Serie A: top e flop della ventiquattresima giornata

La ventiquattresima gionata di Serie A, conclusasi con il posticipo di lunedì sera tra Lazio e Milan terminato con il punteggio di 1-1, è cominciata con la vittoria per 2-0 del Napoli sul Genoa al San Paolo. Vittoriose anche Juventus (a Cagliari) con la doppietta del suo bomber Gonzalo Higuain, Inter, 2 a 0 sull’Empoli con un super Eder, e Roma, che affonda 2-0 il Crotone allo Scida nell’anticipo delle 12.30. In zona retrocessione sconfitte anche per Palermo (in casa con l’Atalanta) e Pescara (a Torino). Ecco i migliori ed i peggiori di questo turno.

TOP

Inglese – 12 febbraio, ore 15, Reggio-Emilia. Va in scena la sfida tra Sassuolo e Chievo, di cui l’attaccante italiano classe ’91 diventa assoluto protagonista. Dopo pochi minuti, infatti, fallisce dal dischetto la possibilità di portare avanti i suoi, che poco dopo subiscono la rete di Matri. Ma Inglese non ha alcuna intenzione di far finire così la sua domenica pomeriggio: con una tripletta (la prima in Serie A) ribalta il risultato e consente ai suoi di battere il Sassuolo con il risultato di 3-1. Inarrestabile.

Eder (e Palacio) – Dopo la stangata delle due giornate di squalifica a Icardi e Perisic (poi ridotta ad una per quest’ultimo), spettava a loro l’arduo compito di non far rimpiangere i due titolari del tridente offensivo nerazzurro. Compito che sono riusciti a svolgere alla perfezione: assist di Palacio per Eder per la prima segnatura dell’Inter, e assist (stupendo) dell’oriundo per Candreva per il 2-0 finale.

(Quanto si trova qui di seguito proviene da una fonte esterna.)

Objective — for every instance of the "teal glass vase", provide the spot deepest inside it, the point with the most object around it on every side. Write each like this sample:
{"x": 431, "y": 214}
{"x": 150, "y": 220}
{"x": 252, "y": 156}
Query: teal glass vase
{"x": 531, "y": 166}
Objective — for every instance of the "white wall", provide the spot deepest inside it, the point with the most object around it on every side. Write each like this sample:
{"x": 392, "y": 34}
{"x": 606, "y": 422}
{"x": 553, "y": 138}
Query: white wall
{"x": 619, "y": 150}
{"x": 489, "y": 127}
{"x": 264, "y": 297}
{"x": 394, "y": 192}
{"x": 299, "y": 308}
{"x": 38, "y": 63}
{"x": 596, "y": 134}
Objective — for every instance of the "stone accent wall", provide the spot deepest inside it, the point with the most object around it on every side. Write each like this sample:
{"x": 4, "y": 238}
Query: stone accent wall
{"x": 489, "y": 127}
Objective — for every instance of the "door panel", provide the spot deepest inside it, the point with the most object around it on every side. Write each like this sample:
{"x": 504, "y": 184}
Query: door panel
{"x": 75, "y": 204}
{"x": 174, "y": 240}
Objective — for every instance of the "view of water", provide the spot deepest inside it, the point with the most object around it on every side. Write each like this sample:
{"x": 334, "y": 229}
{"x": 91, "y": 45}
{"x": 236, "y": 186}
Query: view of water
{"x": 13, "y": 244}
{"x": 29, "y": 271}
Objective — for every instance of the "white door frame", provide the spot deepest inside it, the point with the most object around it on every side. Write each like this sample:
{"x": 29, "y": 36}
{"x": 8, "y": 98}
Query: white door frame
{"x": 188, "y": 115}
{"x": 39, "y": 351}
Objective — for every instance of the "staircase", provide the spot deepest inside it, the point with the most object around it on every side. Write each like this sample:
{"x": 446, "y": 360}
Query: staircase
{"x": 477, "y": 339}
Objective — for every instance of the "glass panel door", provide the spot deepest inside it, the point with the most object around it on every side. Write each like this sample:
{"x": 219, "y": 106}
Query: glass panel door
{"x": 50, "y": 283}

Schick – Ormai è diventata pressoché una costante del nostro campionato. In quasi ogni partita della Sampdoria, verso il sessantesimo-settantesimo, si alza la lavagnetta luminosa: entra il numero 14, Patrick Schick. E sta diventando ormai una costante per lui anche trovare il gol da subentrato: 5 su 6 li ha siglati non partendo da titolare. La frase di Giampaolo “Non lo schiero titolare perché poi se lo comprano, e io voglio tenermelo” è emblematica.

FLOP

Bizzarri – L’unica ipotesi per giustificare la sua orrenda prestazione è questa: il suo attacco al fantacalcio è Ljajic-Belotti. L’ex portiere della Lazio, infatti, è risultato più che imperfetto sui due gol segnati dal numero 9 del Torino e sulla rete siglata dal serbo. Con la quasi rimonta finale effettuata dal Pescara, possiamo dire che la sconfitta sia arrivata per lo più per colpa sua.

I giudici di porta – Anche questa giornata, come succede ormai sempre più spesso, i giudici di porta risultano imperfetti e poco attenti. A Crotone, infatti, regalano un rigore alla Roma, che verrà poi sbagliato da Edin Dzeko; stessa cosa a Genova, dove viene regalato un rigore alla Sampdoria, trasformato poi da Muriel. Ma il discorso che possiamo fare su questa figura è molto più ampio e va oltre gli errori commessi in questo turno: da quando “esistono” i giudici di porta, sono state più le loro sviste clamorose che gli interventi corretti.

D. Zapata – Pessima prestazione (una delle tante ormai) da parte dell’attaccante di proprietà del Napoli. Il classe ’91 ha fallito una clamorosa occasione davanti alla porta di Tatarusanu, nel match di sabato sera andato in scena al Franchi, che avrebbe potuto concedere il pari ai suoi, dopo l’1-0 di Borja Valero. A secco ormai da troppe partite, sembra ormai sparito il feeling con il gol che lo aveva spesso contraddistinto.